Год за годом наука, вооружившись метлой и тряпкой, срывает изъеденные молью гобелены, взламывает двери запертых комнат, впускает свет на потайные лестницы, очищает подземелья, исследует скрытые ходы — и всюду находит только пыль. Мир — этот старый замок с гулкими сводами, такой таинственный для нас в детстве, — постепенно утрачивает свое очарование. Король уже больше не спит в горной пещере. Люди проложили туннель через его каменную опочивальню. Мы растрепали ему бороду своей киркой. Мы прогнали богов с Олимпа. В рощах, залитых лунным светом, путники уже не ожидают, со страхом или надеждой, увидеть лик Афродиты, сияющий смертоносной прелестью. Не молот Донара рождает эхо среди скалистых вершин — эта грохочет поезд с экскурсантами. Мы очистили леса от фей. Мы выцедили нимф из моря. Даже призраки покидают нас, разогнанные научным обществом психологов.
Впрочем, о призраках, пожалуй, нечего жалеть. Ведь эти старые тупицы только и делали, что звякали своими ржавыми цепями, стонали и вздыхали. Пусть уходят.
А между тем как интересны были бы они, если бы только захотели.

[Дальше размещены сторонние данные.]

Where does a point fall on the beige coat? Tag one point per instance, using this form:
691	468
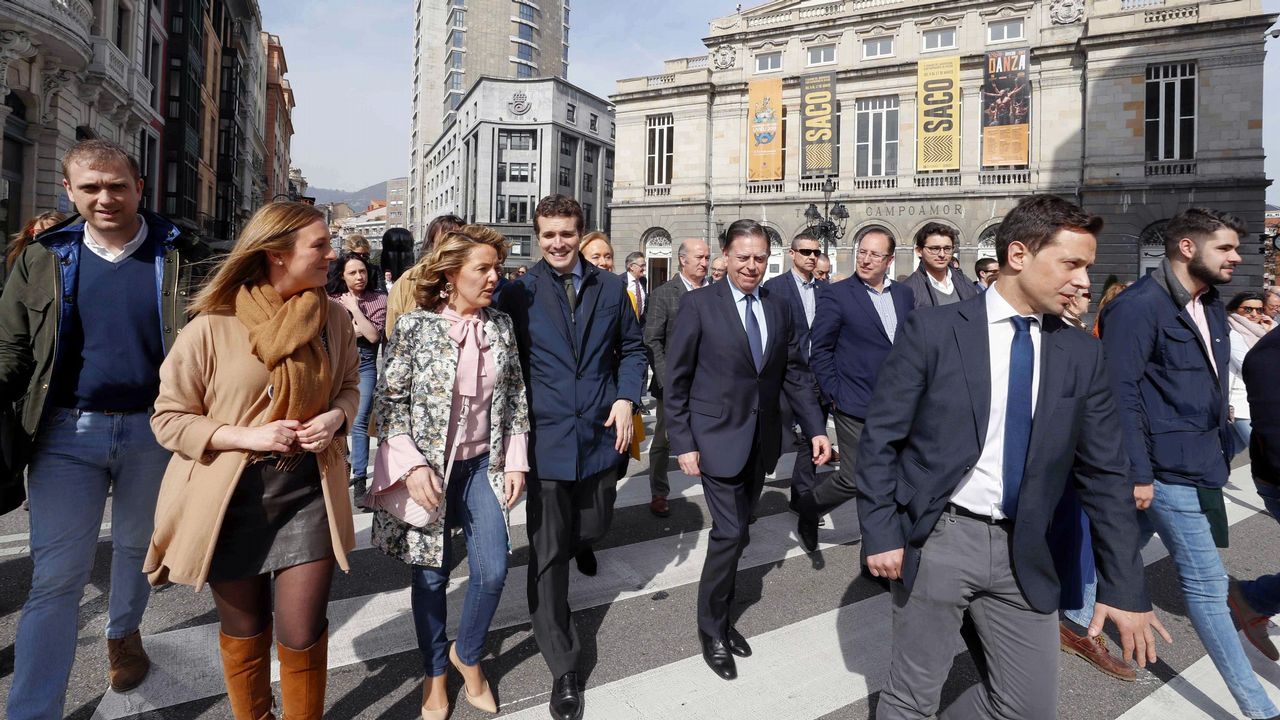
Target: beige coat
213	379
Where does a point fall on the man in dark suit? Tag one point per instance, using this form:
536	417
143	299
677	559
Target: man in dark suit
734	350
584	367
853	333
983	413
799	290
1168	355
693	256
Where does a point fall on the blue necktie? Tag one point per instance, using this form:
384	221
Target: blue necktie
1018	413
753	335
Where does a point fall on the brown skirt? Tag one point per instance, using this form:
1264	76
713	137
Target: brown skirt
275	519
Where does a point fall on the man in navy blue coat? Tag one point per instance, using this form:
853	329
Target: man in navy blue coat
799	288
853	333
584	364
983	411
734	351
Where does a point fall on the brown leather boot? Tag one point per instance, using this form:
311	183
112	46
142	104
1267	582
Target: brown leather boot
128	662
1095	651
247	670
302	679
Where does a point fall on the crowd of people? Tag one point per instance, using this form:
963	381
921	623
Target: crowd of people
1006	465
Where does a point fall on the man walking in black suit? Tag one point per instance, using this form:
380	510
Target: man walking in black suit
983	413
732	352
800	290
691	255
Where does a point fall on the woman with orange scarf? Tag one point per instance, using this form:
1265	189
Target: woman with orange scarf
254	400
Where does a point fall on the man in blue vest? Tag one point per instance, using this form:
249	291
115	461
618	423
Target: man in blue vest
86	319
584	365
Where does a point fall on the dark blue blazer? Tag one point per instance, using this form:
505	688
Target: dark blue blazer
927	425
849	342
785	287
575	370
714	399
1171	402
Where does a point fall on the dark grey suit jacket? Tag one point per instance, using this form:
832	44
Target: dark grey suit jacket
926	427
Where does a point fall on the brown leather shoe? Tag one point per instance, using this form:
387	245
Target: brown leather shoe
1253	624
1095	651
128	662
658	506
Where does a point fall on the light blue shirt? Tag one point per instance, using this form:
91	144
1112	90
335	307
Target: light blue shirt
740	304
883	302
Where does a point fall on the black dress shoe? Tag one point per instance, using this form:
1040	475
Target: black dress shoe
586	561
718	657
807	527
566	701
737	643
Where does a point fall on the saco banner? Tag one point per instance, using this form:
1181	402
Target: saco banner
818	133
938	114
764	130
1006	108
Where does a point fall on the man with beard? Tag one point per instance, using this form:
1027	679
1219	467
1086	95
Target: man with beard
1168	354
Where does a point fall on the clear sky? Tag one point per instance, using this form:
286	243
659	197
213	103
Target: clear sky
351	62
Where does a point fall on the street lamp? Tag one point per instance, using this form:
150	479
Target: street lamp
830	223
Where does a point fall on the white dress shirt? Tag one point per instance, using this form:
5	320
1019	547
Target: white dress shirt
740	302
982	490
104	253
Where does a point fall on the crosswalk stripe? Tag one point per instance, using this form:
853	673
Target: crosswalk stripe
186	665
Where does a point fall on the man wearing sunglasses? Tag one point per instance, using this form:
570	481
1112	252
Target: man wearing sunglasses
935	282
799	290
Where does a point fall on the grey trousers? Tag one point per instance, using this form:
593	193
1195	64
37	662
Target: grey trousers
965	565
659	454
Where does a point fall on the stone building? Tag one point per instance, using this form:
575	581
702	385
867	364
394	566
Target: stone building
1137	109
515	141
474	39
72	69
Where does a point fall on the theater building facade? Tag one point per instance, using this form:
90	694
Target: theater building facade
906	112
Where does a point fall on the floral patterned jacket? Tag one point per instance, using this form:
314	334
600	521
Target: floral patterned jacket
415	396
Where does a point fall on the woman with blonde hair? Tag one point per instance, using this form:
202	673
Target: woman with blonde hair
254	400
453	410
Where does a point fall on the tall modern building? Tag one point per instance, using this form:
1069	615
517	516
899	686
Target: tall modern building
458	41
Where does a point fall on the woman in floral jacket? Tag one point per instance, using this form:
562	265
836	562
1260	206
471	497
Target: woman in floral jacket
452	396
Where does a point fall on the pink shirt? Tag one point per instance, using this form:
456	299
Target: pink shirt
1196	309
472	387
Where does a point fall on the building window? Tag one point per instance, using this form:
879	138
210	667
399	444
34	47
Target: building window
877	137
1005	31
822	55
768	62
1171	112
659	151
877	48
944	39
517	210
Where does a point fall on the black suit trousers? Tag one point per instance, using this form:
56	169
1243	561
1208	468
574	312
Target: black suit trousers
562	518
730	501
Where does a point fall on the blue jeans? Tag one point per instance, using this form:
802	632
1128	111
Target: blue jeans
1264	593
470	502
77	459
360	431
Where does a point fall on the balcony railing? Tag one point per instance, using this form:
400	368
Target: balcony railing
1162	168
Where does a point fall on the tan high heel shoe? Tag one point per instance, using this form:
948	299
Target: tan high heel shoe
438	714
483	700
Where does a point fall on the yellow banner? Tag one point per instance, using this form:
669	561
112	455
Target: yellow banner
764	130
938	114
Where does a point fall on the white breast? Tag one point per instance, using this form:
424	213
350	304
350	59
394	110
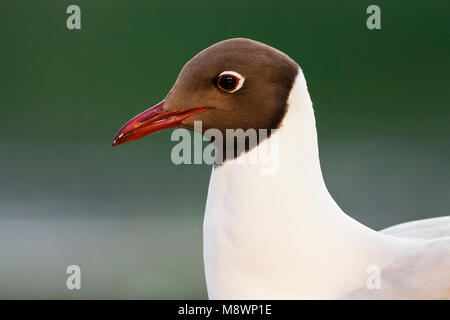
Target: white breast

Старый джентльмен в кольчуге, живший еще при короле Иоанне, возвращался однажды верхом домой и был, как рассказывают, заколот ножом в спину на опушке того самого леса, который я вижу сейчас из окна; тело несчастного джентльмена было брошено в ров с водою, по сей день называемый Торовой могилой. Сейчас вода во рву высохла, и на его крутых склонах буйно разрослись желтые баранчики; но в те времена, когда стоячая вода в нем достигала двадцати футов глубины, это было, без сомнения, довольно мрачное место. Зачем является он ночью на лесных тропинках, так что при виде его дети, как говорят, безумеют от ужаса, а у крестьянских парней и девушек, возвращающихся домой с танцев, бледнеют лица и смех замирает на губах? Почему вместо этого не приходит он сюда поговорить со мною? Я бы его радушно встретил, предложил бы ему свое кресло, будь он только веселым и общительным. Сколько превосходных историй мог бы он мне поведать! Он участвовал в первом крестовом походе, слышал зычный голос Петра[4], видел лицом к лицу великого Годфрида Бульонского и, быть может, стоял среди баронов при Раннимиде. Поболтать вечерок с таким призраком было бы любопытнее, чем прочесть целую библиотеку исторических романов. Как он провел свои посмертные восемьсот лет? Где побывал? Что видел? Быть может, он посетил Марс? Беседовал с неведомыми существами, которые, возможно, живут в огненной массе Юпитера? Что он узнал из великой тайны? Постиг ли он истину? Или же, подобно мне, он и теперь только путник, стремящийся к неведомому?
А ты, несчастная, бледная монахиня в сером одеянии! Говорят, каждую полночь в окне разрушенной башни появляется твое бескровное лицо и слышно, как внизу, среди кедров, лязгает меч о щит.